Is bone formation induced by high-frequency mechanical signals modulated by muscle activity?

Abstract

Bone formation and resorption are sensitive to both external loads arising from gravitational loading as well to internal loads generated by muscular activity. The question as to which of the two sources provides the dominant stimulus for bone homeostasis and new bone accretion is arguably tied to the specific type of activity and anatomical site but it is often assumed that, because of their purportedly greater magnitude, muscle loads modulate changes in bone morphology.
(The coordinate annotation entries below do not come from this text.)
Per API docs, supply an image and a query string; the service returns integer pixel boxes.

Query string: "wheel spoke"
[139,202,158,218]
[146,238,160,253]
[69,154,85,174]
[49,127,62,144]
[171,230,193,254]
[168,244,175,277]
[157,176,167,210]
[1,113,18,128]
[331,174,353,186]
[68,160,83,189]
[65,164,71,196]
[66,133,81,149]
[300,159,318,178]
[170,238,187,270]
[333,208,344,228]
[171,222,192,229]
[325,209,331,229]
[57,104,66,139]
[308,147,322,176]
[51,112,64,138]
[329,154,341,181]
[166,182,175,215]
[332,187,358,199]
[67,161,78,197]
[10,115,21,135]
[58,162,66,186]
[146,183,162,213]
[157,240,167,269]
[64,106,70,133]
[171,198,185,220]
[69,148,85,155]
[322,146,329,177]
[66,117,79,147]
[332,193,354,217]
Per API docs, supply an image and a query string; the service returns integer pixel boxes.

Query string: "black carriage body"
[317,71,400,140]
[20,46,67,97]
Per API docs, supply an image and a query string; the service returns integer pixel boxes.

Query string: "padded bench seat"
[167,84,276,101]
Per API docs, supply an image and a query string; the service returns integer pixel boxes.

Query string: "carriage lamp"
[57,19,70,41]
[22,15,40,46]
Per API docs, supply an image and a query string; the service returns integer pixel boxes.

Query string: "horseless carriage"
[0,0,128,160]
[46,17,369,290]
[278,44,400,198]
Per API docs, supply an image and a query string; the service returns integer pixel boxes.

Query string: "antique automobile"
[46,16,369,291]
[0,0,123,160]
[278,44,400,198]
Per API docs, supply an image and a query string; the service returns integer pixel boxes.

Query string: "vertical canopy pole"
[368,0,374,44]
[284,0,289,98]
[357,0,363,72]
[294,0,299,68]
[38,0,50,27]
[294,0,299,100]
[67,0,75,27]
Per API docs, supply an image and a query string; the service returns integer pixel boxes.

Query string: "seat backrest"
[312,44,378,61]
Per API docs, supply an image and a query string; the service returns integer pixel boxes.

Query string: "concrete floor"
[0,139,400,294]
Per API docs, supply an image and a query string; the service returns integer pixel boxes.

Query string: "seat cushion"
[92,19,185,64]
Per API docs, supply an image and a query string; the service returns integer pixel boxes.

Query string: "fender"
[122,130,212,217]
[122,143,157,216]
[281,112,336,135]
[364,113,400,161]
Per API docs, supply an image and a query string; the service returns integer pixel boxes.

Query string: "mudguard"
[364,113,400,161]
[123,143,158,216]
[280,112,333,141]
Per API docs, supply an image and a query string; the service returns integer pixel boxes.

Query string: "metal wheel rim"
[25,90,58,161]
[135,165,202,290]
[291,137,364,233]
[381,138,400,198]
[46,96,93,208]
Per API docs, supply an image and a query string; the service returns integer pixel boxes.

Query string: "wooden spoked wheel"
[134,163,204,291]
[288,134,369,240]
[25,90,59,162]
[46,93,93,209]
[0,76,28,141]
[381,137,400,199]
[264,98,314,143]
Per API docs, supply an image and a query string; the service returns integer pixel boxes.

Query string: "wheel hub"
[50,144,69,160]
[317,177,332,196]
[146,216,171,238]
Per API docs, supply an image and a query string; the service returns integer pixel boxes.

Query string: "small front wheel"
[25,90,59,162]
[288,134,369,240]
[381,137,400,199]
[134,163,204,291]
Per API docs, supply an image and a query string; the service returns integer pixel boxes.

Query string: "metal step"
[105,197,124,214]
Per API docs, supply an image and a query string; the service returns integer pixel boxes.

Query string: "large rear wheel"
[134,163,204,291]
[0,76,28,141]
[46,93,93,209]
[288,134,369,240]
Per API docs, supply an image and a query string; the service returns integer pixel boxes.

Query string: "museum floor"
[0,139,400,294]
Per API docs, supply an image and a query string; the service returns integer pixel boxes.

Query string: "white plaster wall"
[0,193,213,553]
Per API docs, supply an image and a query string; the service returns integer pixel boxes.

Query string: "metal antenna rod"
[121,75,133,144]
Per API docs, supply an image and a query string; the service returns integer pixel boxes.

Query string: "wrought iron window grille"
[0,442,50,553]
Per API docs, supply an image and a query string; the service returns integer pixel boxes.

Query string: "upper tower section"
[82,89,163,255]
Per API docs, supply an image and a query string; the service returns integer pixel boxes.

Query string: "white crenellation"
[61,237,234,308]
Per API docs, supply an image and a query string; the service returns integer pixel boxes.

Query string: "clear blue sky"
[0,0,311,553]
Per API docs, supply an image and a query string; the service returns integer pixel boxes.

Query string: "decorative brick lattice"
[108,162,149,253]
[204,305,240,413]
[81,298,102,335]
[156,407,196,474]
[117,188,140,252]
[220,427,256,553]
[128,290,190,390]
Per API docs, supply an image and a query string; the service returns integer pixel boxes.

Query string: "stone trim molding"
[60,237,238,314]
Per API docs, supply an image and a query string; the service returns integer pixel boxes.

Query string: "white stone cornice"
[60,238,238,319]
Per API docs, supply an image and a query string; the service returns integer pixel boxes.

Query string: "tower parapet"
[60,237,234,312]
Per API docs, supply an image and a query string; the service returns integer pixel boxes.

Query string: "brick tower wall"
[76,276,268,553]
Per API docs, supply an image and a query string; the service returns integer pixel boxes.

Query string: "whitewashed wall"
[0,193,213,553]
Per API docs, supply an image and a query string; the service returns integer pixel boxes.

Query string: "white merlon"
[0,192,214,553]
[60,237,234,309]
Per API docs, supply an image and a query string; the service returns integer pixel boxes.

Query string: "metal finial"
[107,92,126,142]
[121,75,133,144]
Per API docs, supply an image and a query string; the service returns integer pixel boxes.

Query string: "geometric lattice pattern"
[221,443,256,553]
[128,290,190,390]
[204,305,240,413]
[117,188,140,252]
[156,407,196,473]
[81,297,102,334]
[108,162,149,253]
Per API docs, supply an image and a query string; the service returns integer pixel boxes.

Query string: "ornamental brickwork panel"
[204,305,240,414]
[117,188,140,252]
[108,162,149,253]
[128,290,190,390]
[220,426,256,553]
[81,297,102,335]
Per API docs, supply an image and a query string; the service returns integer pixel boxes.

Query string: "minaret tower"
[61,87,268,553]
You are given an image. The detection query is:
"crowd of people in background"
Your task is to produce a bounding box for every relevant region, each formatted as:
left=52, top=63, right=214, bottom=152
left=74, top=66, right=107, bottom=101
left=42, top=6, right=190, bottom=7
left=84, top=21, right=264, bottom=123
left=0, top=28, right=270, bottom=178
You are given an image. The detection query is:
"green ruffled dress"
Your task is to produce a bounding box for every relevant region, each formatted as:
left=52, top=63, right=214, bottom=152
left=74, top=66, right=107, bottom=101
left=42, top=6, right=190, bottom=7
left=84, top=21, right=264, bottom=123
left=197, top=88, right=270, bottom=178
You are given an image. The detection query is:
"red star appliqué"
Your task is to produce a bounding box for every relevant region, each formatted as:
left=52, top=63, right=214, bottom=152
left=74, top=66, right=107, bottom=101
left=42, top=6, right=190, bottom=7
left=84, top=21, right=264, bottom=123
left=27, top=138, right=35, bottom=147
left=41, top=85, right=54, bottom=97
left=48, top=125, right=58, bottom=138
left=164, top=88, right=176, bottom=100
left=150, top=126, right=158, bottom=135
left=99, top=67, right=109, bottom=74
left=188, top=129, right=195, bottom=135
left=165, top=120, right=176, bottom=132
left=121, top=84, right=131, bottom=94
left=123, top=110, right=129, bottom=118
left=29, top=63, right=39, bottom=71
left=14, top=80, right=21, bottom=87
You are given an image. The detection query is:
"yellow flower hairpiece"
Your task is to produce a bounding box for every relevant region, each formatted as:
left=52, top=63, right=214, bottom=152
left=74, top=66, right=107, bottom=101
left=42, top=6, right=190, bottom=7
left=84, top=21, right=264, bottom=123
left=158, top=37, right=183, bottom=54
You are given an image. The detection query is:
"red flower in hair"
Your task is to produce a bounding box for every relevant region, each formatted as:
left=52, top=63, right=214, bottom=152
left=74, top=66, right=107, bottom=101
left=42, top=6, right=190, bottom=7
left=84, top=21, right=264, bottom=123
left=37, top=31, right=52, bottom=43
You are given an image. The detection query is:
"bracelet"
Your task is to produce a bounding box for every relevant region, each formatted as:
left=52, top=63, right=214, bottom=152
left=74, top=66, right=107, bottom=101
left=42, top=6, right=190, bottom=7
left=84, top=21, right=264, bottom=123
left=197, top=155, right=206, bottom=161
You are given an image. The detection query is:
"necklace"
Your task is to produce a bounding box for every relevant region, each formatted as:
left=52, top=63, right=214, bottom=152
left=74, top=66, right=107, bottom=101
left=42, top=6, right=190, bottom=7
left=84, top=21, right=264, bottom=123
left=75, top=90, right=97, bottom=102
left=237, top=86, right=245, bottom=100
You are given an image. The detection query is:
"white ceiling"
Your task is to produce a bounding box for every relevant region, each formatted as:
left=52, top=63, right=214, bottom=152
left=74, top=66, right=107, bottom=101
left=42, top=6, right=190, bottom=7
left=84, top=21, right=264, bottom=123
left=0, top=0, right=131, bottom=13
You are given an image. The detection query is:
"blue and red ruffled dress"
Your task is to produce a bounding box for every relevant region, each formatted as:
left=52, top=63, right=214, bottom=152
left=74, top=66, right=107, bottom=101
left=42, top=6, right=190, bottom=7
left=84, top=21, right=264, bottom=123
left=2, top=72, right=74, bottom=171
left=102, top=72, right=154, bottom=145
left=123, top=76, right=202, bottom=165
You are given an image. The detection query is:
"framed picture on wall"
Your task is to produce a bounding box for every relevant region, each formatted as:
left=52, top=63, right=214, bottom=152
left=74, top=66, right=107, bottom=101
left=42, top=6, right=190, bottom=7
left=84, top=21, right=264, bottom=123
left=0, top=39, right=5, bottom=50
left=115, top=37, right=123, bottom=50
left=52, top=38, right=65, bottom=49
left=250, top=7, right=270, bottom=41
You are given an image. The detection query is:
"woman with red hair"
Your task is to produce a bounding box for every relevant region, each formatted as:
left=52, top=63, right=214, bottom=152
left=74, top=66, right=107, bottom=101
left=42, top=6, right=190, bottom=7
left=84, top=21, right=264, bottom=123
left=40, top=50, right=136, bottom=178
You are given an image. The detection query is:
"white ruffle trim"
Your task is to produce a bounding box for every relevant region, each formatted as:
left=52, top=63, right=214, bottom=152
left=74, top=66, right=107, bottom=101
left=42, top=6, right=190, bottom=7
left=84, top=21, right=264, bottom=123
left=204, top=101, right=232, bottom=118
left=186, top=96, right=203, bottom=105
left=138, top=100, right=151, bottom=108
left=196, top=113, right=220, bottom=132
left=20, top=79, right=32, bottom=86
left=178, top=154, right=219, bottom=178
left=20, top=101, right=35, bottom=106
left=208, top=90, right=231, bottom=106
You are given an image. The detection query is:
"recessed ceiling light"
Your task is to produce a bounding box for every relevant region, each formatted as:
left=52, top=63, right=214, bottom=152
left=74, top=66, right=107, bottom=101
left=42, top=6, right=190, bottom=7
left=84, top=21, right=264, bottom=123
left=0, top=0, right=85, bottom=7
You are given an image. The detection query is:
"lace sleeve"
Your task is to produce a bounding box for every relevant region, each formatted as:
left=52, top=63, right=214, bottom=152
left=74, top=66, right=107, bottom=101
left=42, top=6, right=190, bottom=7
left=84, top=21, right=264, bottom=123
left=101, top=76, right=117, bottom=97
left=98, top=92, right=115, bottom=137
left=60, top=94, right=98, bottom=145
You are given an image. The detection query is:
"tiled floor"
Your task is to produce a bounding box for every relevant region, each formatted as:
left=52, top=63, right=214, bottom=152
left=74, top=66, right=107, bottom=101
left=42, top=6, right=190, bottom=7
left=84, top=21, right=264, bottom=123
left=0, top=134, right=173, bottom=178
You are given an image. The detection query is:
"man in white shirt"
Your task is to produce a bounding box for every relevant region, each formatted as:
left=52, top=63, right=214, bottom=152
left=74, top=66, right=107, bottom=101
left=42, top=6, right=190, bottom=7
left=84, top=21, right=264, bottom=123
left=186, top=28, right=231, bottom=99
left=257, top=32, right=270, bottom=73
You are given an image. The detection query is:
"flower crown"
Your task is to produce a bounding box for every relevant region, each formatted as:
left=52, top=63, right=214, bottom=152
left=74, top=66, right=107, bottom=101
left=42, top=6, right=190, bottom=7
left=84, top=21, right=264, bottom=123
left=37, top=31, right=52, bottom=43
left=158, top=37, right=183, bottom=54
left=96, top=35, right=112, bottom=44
High-frequency mechanical signals may provide benefits at low- (<1g) and high- (>1g) acceleration magnitudes. While the mechanisms by which cells perceive high-frequency signals are largely unknown, higher magnitude vibrations can cause large muscle loads and may therefore be sensed by pathways similar to those associated with exercise. Here, we review experimental data to examine whether vibrations applied at very low magnitudes may be sensed directly by transmittance of the signal through the skeleton or whether muscle activity modulates, and perhaps amplifies, the externally applied mechanical stimulus. Current data indicate that the anabolic and anti-catabolic effects of whole body vibrations on the skeleton are unlikely to require muscular activity to become effective. Even high-frequency signals that induce bone matrix deformations of far less than five microstrain can promote bone formation in the absence of muscular activity. This independence of cells on large strains suggests that mechanical interventions can be designed that are both safe and effective.

Figure 1

Three different pathways by which mechanical signals produced during whole body vibrations may be sensed by cells within a bone of the appendicular skeleton. Cells that may convert the mechanical signal into biochemical language include osteoblasts/osteoclasts/lining-cells on bone surfaces, osteocytes within the calcified matrix, and mesenchymal precursors within the bone marrow.

Figure 2

Upon application of low-level (0.3g) whole-body vibrations for 15min/d, differences in cross-sectional muscle area of the soleus were readily available after 6wk. The ratio between type I (slow, stained black) and type II (fast, stained white) muscle fibers remained unchanged by the mechanical intervention.

Figure 3

With the anesthetized mouse in a supine position, the tibia can be readily subjected to high-frequency horizontal sinusoidal motions produced by a linear actuator (top panel). Even a brief daily exposure to this mechanical signal in the absence of muscle tone can produce skeletal benefits such as greater trabecular bone volume fraction and greater trabecular connected in the metaphysis of the tibia.

Figure 4

Activity levels and energy expenditure assessed by indirect calorimetry nine weeks into an experimental protocol during which mice were subjected to 15min/d, of low-level whole-body vibrations (90Hz, 0.2g) or allowed to freely roam their cages.